# Tightened Up Pesto?



## catermontana (Dec 28, 2018)

This seems a little elementary, but I'm struggling to tighten up a pesto (to be drizzled over caprese skewers, served cold), so that it holds together and looks neat, instead of the oil separating out and the whole thing looking runny and sloppy. Any suggestions?


----------



## Vjan (Jan 18, 2018)

Blend longer? Use less oil? Throw in Parmesan? Use more basil? 
Experiment. You have options.


----------



## sgsvirgil (Mar 1, 2017)

Pesto should not be runny. If it is, then you are probably using too much oil. 
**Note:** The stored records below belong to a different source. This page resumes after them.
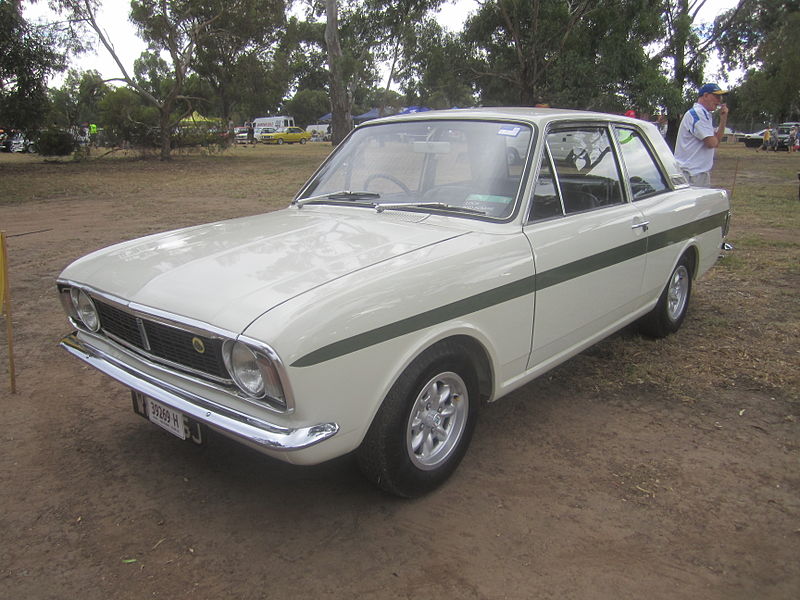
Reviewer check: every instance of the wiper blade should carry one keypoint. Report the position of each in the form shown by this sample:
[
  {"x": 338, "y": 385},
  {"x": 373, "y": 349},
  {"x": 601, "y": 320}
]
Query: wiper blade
[
  {"x": 341, "y": 195},
  {"x": 437, "y": 205}
]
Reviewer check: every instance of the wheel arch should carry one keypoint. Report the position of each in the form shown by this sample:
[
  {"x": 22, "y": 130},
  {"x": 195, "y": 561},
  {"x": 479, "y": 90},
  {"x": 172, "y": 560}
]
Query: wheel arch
[{"x": 478, "y": 357}]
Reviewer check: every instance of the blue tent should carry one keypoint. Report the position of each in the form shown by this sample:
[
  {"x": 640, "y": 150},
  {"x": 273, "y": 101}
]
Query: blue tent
[{"x": 370, "y": 114}]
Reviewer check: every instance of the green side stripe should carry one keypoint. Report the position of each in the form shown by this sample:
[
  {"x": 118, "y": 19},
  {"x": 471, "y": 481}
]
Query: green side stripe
[
  {"x": 428, "y": 318},
  {"x": 510, "y": 291}
]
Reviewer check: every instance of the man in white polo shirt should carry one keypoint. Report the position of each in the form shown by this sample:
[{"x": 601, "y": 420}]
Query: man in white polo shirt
[{"x": 697, "y": 138}]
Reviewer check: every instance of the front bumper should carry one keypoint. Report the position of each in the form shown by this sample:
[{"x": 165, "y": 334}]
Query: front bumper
[{"x": 236, "y": 425}]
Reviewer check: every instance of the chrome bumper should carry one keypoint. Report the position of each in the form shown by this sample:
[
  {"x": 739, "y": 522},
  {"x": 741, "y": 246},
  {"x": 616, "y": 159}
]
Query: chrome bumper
[{"x": 236, "y": 425}]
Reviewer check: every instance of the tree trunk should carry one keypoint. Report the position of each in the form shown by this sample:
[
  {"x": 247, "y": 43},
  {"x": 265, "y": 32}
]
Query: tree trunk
[{"x": 341, "y": 101}]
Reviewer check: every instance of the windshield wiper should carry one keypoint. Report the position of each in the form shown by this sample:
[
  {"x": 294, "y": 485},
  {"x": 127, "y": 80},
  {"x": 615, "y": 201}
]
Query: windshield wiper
[
  {"x": 347, "y": 195},
  {"x": 437, "y": 205}
]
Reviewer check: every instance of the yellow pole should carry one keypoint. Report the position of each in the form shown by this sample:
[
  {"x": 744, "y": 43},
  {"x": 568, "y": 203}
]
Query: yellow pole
[{"x": 5, "y": 309}]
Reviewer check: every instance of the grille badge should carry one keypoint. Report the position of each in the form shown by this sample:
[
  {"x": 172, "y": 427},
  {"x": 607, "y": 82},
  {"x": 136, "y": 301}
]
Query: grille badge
[{"x": 198, "y": 345}]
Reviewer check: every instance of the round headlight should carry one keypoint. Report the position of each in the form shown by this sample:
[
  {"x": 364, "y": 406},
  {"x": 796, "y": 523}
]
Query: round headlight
[
  {"x": 243, "y": 365},
  {"x": 85, "y": 309}
]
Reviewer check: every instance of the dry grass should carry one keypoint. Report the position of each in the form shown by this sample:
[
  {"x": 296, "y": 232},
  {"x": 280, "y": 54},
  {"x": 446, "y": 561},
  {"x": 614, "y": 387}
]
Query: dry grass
[{"x": 271, "y": 174}]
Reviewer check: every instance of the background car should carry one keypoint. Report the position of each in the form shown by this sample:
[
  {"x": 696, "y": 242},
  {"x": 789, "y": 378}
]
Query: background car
[
  {"x": 754, "y": 140},
  {"x": 240, "y": 135},
  {"x": 782, "y": 142},
  {"x": 286, "y": 135},
  {"x": 20, "y": 143}
]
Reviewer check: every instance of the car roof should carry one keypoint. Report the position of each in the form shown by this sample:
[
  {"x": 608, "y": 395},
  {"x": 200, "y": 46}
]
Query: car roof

Start by blending your basil, pine nuts, parm cheese, garlic and kosher salt first. Add the olive oil last until you get the consistency that you want. Ideally, this will all be done with a mortar and pestle. But, that's not very practical if you need to make large volumes of pesto. 

Good luck.


----------



## peachcreek (Sep 21, 2001)

I use a grinder attachment on my kitchen-aid mixer, using the smaller gauge plate. I use that for grinding the nuts, garlic and basil leaves then blend in the oil and grated Parm. I've never had issues with it melting off like blenderized, emulsified pesto. You can easily change the moistness/dryness of your pesto by the amount of oil you add.
Good luck!
P.S., you can also chuck in some almond or other nut flour to help tighten up loose pesto.


----------